Business Briefs

Reported by Star-Bulletin staff & wire

Tuesday, September 9, 1997

State Farm plans
to offer lower rates

The state's largest auto insurer plans to announce lower rates for its local customers, sources said.

State Farm Insurance Co. said it will hold a news conference tomorrow morning to announce significant changes affecting its 119,000 mutual policy holders in Hawaii. The company declined to provide details until tomorrow.

State Insurance Commissioner Rey Graulty, who oversees auto insurance rate filings, could not be reached for immediate comment.

State Farm's move comes as Allstate Insurance Co., the state's third largest auto insurer, said it is reducing premiums by 5.4 percent. A smaller insurer, Dai-Tokyo Royal State Insurance Co., also recently announced that it would lower its no-fault rates by 13 percent.

Phycor completes deal
for Maui Medical assets

Phycor Inc., a Nashville, Tenn.-based manager of physicians' services and clinics, said today it completed its acquisition of certain assets of Maui Medical Group Inc. and entered into a long-term service agreement with the 32-doctor group. Other details were not disclosed. Maui Medical in June disclosed that Phycor would inject new capital into the group and acquire assets such as equipment and furniture but not Maui Medical's real estate.

Phycor earlier this year completed a merger with Straub Clinic & Hospital Inc. in Honolulu.

Special fare offered for
Oahu-Moscow travelers

A new partnership with American Airlines now allows travelers from Honolulu to join a Russian airline in Los Angeles for nonstop flights from there to Moscow.

The Honolulu-Los Angeles leg will be at no additional charge to the Los Angeles-Moscow fare.

Transaero Airlines, which flies Los Angeles-Moscow twice a week, said today that American Airlines also will bring passengers from Las Vegas and the California cities of San Diego, Monterey, San Luis Obispo, Fresno and Santa Barbara.
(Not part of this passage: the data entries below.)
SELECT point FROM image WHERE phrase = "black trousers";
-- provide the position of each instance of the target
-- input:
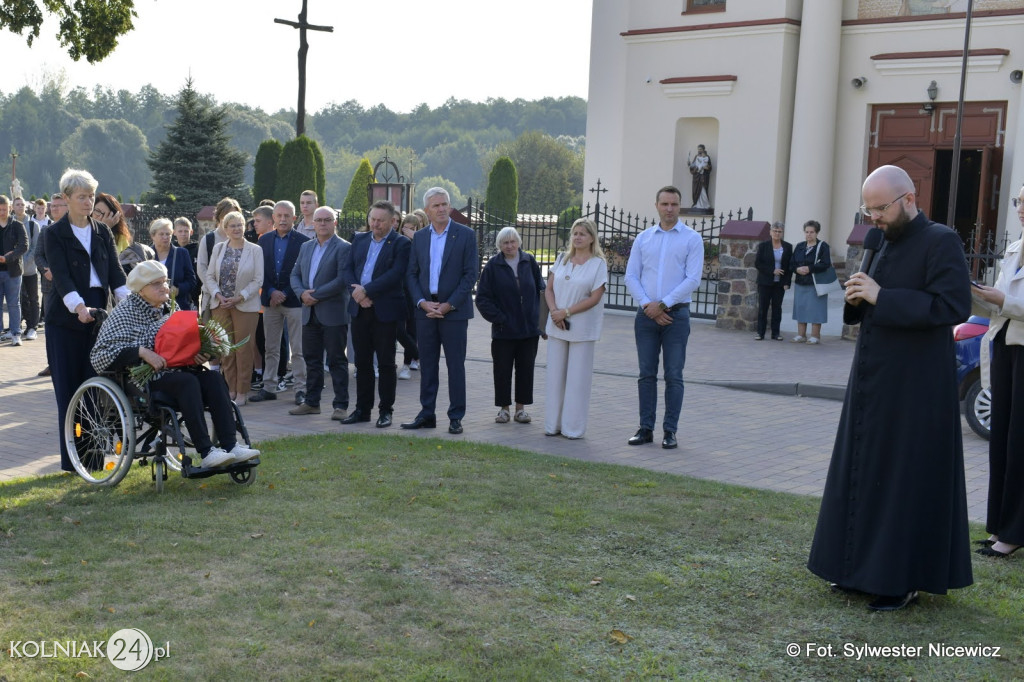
(371, 336)
(190, 391)
(334, 339)
(517, 354)
(1006, 449)
(30, 300)
(407, 337)
(770, 295)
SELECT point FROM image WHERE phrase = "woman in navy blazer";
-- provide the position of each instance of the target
(81, 256)
(510, 300)
(176, 260)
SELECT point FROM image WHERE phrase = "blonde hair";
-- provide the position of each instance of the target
(160, 223)
(591, 228)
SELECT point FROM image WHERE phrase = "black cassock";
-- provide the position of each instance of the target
(893, 514)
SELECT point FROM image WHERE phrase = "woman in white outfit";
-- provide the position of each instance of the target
(576, 298)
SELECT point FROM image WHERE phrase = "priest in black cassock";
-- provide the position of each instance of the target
(893, 517)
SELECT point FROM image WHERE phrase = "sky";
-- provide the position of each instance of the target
(396, 52)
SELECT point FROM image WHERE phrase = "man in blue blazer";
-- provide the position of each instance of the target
(318, 280)
(442, 269)
(281, 303)
(376, 272)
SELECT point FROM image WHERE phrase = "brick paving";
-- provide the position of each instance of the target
(780, 439)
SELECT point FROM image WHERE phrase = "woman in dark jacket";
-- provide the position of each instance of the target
(508, 296)
(78, 247)
(809, 257)
(774, 273)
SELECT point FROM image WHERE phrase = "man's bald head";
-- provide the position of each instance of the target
(891, 179)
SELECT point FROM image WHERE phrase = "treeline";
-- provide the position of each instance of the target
(112, 133)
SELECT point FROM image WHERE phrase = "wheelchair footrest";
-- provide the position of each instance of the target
(188, 471)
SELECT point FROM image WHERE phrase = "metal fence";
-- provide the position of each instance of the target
(547, 236)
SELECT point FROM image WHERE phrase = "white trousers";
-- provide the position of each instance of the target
(570, 373)
(274, 318)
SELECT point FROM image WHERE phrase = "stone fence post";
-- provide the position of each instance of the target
(737, 280)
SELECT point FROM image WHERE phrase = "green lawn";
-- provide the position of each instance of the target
(384, 558)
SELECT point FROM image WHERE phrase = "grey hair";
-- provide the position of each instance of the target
(160, 223)
(77, 179)
(334, 214)
(433, 192)
(507, 235)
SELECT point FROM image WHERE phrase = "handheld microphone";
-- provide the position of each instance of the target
(872, 242)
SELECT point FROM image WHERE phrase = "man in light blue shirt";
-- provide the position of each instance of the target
(663, 271)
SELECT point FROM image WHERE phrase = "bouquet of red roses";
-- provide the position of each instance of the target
(181, 338)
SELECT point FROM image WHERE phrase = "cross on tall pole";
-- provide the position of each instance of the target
(302, 26)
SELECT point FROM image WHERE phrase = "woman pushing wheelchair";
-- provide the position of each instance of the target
(128, 337)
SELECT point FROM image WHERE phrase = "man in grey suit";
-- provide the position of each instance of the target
(442, 268)
(318, 280)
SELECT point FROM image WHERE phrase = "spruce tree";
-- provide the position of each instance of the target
(503, 190)
(321, 173)
(296, 169)
(265, 169)
(357, 200)
(196, 163)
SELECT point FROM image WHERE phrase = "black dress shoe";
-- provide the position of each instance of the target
(262, 394)
(994, 553)
(421, 423)
(893, 603)
(356, 417)
(641, 436)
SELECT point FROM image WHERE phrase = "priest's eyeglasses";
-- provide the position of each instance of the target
(878, 211)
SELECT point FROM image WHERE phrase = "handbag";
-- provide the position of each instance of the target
(825, 282)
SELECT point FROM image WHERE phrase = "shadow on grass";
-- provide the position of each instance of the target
(383, 557)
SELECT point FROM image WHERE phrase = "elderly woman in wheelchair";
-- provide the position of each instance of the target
(126, 338)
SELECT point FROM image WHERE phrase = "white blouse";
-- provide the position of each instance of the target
(572, 284)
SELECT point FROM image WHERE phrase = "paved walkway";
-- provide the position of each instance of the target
(778, 440)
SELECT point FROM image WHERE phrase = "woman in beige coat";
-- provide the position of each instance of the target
(232, 281)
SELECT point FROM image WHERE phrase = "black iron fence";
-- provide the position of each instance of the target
(547, 236)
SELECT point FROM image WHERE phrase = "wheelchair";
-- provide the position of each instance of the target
(111, 423)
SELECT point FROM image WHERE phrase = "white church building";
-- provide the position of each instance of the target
(797, 100)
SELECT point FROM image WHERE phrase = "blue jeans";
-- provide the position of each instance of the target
(10, 290)
(670, 342)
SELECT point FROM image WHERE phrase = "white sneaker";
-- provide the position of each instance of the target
(216, 458)
(242, 454)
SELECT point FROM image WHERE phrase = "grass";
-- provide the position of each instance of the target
(384, 558)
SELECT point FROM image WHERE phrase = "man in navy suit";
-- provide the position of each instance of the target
(281, 303)
(318, 274)
(376, 272)
(442, 269)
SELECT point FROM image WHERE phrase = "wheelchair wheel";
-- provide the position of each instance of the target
(99, 432)
(246, 477)
(159, 473)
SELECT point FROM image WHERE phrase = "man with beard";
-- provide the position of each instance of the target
(893, 517)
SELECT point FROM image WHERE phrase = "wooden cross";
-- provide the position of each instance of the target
(302, 26)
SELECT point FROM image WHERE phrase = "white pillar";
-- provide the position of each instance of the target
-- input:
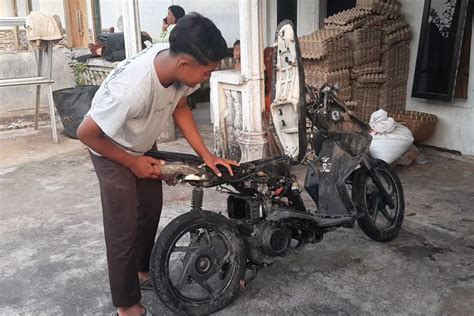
(131, 27)
(252, 140)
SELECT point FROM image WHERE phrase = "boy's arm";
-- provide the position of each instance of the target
(184, 119)
(92, 135)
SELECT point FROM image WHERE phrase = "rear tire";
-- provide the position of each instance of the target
(379, 221)
(197, 263)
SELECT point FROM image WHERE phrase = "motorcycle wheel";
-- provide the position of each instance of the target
(379, 221)
(197, 263)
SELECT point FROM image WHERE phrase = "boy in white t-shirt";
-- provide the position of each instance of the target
(128, 113)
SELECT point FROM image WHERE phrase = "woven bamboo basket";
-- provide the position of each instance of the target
(422, 125)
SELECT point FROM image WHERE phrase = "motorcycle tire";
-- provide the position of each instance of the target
(214, 249)
(369, 202)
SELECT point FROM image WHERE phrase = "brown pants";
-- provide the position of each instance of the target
(131, 210)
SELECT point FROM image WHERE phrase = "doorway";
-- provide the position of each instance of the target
(287, 10)
(77, 23)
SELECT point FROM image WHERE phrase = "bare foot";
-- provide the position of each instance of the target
(135, 310)
(142, 276)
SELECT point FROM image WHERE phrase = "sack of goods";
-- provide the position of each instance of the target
(389, 138)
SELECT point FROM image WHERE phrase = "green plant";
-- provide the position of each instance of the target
(78, 69)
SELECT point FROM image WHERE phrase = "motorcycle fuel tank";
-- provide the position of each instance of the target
(287, 109)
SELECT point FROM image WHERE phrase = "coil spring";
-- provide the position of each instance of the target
(196, 199)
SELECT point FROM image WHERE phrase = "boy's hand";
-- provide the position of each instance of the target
(212, 161)
(146, 167)
(164, 26)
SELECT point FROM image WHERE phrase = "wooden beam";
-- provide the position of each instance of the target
(96, 22)
(15, 28)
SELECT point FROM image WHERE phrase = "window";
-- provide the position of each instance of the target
(439, 50)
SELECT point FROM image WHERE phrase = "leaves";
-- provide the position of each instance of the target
(78, 69)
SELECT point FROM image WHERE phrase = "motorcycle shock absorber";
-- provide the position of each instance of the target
(196, 199)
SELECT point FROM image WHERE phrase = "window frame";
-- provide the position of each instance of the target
(449, 96)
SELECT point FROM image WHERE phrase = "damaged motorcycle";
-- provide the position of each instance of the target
(201, 258)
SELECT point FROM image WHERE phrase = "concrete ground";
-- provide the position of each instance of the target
(53, 256)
The passengers will pay only the Los Angeles-Moscow fare, currently $1,340 for coach class and $2,631 for business class for an advance-purchase round trip.

FDIC background check
starts for isle resident

With an eye to nominating her to head the Federal Deposit Insurance Corp., the Clinton administration has begun background checks on Donna Tanoue, a former Hawaii banking commissioner who now practices law in Honolulu, the American Banker newspaper reported.

Tanoue was Hawaii's commissioner of financial institutions from 1982 to 1987, served as Sen. Daniel K. Inouye's campaign manager in 1992 and in 1995 was appointed to the University of Hawaii board of regents.

She is a partner with Goodsill Anderson Quinn & Stifel.